Gezondheidseconoom Lieven Annemans: ‘Gezondheid heeft wel een prijs’
Crisissen zijn ook kansen. Maar de vraag is welke lessen onze beleidsmakers zullen trekken uit het bestieren van de corona-epidemie. “Enkele hervormingen in de gezondheidszorg zullen erdoor versnellen”, verwacht gezondheidseconoom Lieven Annemans.
Ooit komt in de geschiedenisboeken hoe België het er tijdens de covid-19-pandemie van heeft afgebracht. De collectieve boosheid over de tekorten aan beschermingsmateriaal voor het zorgpersoneel krijgt daar ongetwijfeld een prominente plaats in. Hetzelfde geldt voor de verontwaardiging over de tweederangsbehandeling die besmette bewoners van woon-zorgcentra te beurt valt.

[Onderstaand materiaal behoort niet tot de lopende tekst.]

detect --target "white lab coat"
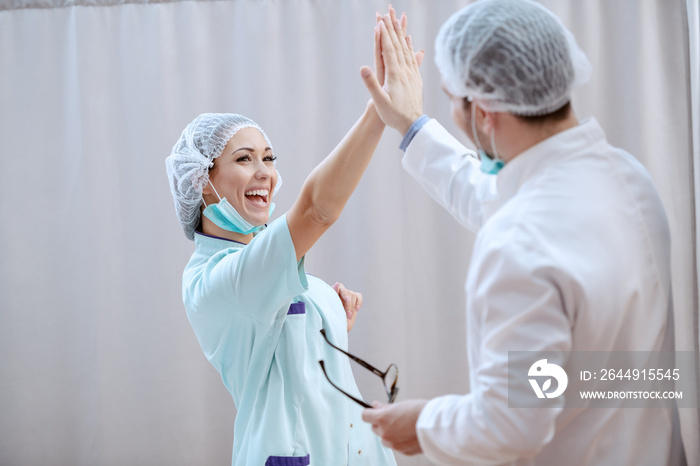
[403,119,681,466]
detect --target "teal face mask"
[202,181,275,235]
[479,149,505,175]
[468,98,506,175]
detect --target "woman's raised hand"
[360,6,425,134]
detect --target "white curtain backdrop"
[0,0,700,466]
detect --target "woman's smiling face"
[204,128,277,226]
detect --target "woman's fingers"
[374,22,384,86]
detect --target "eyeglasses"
[318,329,399,408]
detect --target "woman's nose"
[255,162,275,180]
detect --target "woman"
[166,101,396,466]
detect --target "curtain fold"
[0,0,700,466]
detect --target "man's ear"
[202,177,214,195]
[476,105,497,134]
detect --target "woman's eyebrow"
[231,147,272,154]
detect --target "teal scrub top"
[183,216,396,466]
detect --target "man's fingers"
[382,15,406,65]
[379,17,399,70]
[416,50,425,66]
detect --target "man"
[361,0,682,465]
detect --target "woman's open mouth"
[245,189,270,207]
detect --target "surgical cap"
[435,0,591,116]
[165,113,272,240]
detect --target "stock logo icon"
[527,359,569,398]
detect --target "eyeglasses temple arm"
[318,361,372,409]
[321,330,386,379]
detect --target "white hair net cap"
[435,0,591,116]
[165,113,274,240]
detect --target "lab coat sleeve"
[416,238,572,465]
[197,215,308,324]
[403,119,496,231]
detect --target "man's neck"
[504,111,579,162]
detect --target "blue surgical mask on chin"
[202,181,275,235]
[467,97,506,175]
[479,149,505,175]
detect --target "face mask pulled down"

Na enkele weken quarantaine is duidelijk dat de epidemie de dilemma’s in de zorg op scherp zet. “We hebben geanticipeerd op het dreigende capaciteitsprobleem in de intensieve zorg”, evalueert gezondheidseconoom Lieven Annemans (UGent). “Dat doen we beter dan andere landen. Maar bekijk je de sterftecijfers per miljoen inwoners, dan is België de slechtste leerling van de klas. Het is nog onduidelijk of dat ligt aan de manier van rapporteren of aan andere factoren. In het algemeen vind ik wel dat de Belgische zorg een enorme pluim verdient voor de snelheid waarmee ze heeft geschakeld.”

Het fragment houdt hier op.